Erin’s Journal
Just a thought… The secret of change is to focus all of your energy, not on fighting the old, but on building the new. [Socrates]
There is something amazing happening tomorrow in the United States and a total of at least 844 communities around the world (including Victoria and Toronto, to name just two in Canada) as kids and families of March for our Lives “take to the streets to demand that their lives and safety become a priority, and that we end gun violence in our schools and communities.”
The event was put together by survivors of the Stoneman Douglas tragedy on February 14th, to make sure that the school shooting (now not even the most recent on US soil) provides a turning point in the discussion on gun ownership and the mad proliferation and possession of weapons of mass destruction.
There are a thousand NRA talking points and arguments defending gun ownership and the infuriatingly insane, God-given rights that people claim to have. If I started to list them, I’d lose my mind and a few readers here, but if you watch Fox “News” or read the comments directed at those trying to change minds and save lives, you know them all. Here’s something you have to see: the character Betty Bowers debates – with herself and with poise, humour and logic – every single viral NRA talking point. Here’s the link on youtube. It’s brilliant and takes every one of those arguments down calmly and with pearls on.
Will tomorrow’s march make a difference? Only if the people in US government who can do that grow spines and say “no” to the NRA and its enormous donations and coffers. While the recent Cambridge Analytica revelations (thanks to British journalists that Trump can’t say are against him) seemingly show that there are many politicians on whom those who pull the strings have some serious career-and-possible-freedom-ending dirt, surely there are people in power somewhere who can start limiting and then hopefully rescinding some of the NRA’s power.
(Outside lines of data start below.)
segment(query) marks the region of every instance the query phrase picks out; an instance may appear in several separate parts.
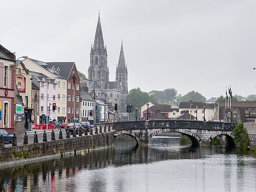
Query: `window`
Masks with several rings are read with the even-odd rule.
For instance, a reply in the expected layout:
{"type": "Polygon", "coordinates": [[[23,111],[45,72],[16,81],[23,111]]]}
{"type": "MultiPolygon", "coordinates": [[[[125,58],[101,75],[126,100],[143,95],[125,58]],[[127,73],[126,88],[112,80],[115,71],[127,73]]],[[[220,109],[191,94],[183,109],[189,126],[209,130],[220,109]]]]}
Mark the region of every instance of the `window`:
{"type": "Polygon", "coordinates": [[[28,96],[25,96],[25,108],[28,106],[28,96]]]}
{"type": "Polygon", "coordinates": [[[9,104],[4,102],[4,127],[9,126],[9,104]]]}
{"type": "Polygon", "coordinates": [[[4,66],[4,86],[8,88],[8,66],[4,66]]]}

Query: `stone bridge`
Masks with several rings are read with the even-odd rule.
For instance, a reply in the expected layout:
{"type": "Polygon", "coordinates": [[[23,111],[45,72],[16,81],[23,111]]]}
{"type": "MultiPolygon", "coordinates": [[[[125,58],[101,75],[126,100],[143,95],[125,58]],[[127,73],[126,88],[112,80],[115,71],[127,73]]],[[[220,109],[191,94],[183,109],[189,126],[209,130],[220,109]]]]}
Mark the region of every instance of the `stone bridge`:
{"type": "Polygon", "coordinates": [[[216,136],[226,136],[228,144],[234,146],[233,130],[236,124],[189,120],[148,120],[116,122],[116,136],[126,134],[138,144],[148,144],[151,138],[162,133],[176,132],[190,138],[193,146],[209,145],[216,136]]]}

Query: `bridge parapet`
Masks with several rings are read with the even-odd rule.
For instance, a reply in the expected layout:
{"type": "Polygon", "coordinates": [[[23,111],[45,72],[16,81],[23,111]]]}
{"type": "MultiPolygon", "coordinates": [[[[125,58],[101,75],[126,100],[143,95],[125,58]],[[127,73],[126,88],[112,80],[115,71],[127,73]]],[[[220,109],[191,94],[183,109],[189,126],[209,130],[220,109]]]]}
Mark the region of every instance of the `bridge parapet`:
{"type": "Polygon", "coordinates": [[[186,128],[212,130],[221,130],[232,132],[236,124],[236,123],[226,122],[164,120],[120,122],[115,122],[114,126],[116,130],[186,128]]]}

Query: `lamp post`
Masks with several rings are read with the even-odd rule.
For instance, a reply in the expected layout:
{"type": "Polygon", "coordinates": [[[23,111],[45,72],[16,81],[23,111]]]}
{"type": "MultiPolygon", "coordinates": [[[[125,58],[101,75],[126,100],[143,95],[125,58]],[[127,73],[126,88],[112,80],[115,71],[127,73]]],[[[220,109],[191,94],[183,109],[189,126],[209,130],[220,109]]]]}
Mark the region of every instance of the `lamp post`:
{"type": "Polygon", "coordinates": [[[146,103],[146,120],[148,120],[148,106],[150,106],[150,104],[148,104],[148,102],[146,103]]]}
{"type": "Polygon", "coordinates": [[[95,123],[96,122],[96,111],[95,111],[95,110],[95,110],[95,104],[96,104],[96,102],[95,102],[95,84],[94,82],[94,80],[90,80],[87,78],[86,78],[86,80],[94,82],[94,126],[95,126],[95,123]]]}
{"type": "Polygon", "coordinates": [[[196,120],[198,120],[198,106],[196,106],[196,120]]]}
{"type": "Polygon", "coordinates": [[[206,122],[206,103],[204,104],[204,121],[206,122]]]}
{"type": "Polygon", "coordinates": [[[191,102],[192,102],[192,100],[190,100],[190,120],[191,120],[191,102]]]}
{"type": "Polygon", "coordinates": [[[136,104],[135,106],[135,110],[136,112],[136,120],[137,120],[137,110],[138,109],[138,106],[136,104]]]}

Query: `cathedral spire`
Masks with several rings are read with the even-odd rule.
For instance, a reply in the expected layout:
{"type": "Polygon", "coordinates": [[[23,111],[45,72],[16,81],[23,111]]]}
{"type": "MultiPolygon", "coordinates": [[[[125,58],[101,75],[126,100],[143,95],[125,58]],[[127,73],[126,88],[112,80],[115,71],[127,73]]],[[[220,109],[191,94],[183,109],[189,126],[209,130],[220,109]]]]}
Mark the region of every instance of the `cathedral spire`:
{"type": "Polygon", "coordinates": [[[118,62],[118,68],[126,68],[126,60],[124,60],[124,48],[122,48],[122,40],[121,44],[121,50],[120,50],[120,54],[119,56],[119,60],[118,62]]]}
{"type": "Polygon", "coordinates": [[[103,40],[103,34],[102,33],[102,24],[100,24],[100,12],[98,12],[98,22],[96,28],[96,32],[95,33],[95,38],[94,39],[94,50],[104,49],[104,40],[103,40]]]}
Last weekend, the Las Vegas Convention Center was host to a two-day gun show. We couldn’t stay far enough away. But seeing the billboards advertising it reminded me of the horrific events in that city just last year and how those weapons (that are ostensibly to make some people feel safer) have the opposite effect on those of us who don’t feel a need to pretend to be John Wayne or some Quentin Tarantino femme fatale.
But there’s good news heading into tomorrow’s action: for the first time in nearly two decades, there are more Americans who view the NRA unfavourably than favourably. If that translates to a political shift, too – whether through a blue wave at the ballot boxes this November or through some unforeseen mass twinge of conscience – then the uprising in the wake of Parkland, Florida will not be forgotten by the next season’s change.
We can hope, at least. In the meantime, seeing the date March 24th in people’s media feeds and hearing it everywhere has often given me a reason to smile. You see, tomorrow is the day our daughter Lauren came into the world 27 years ago. And I know she’d think that such a special event as March for our Lives coinciding with her birthday is a pretty cool thing. I know Rob and I do.
Here’s to making a difference and turning tragedy into something positive. We know that it is a difficult thing to do, but nothing worthwhile is easy in this life, is it?
Have a gentle weekend and I’ll talk to you again here on Monday.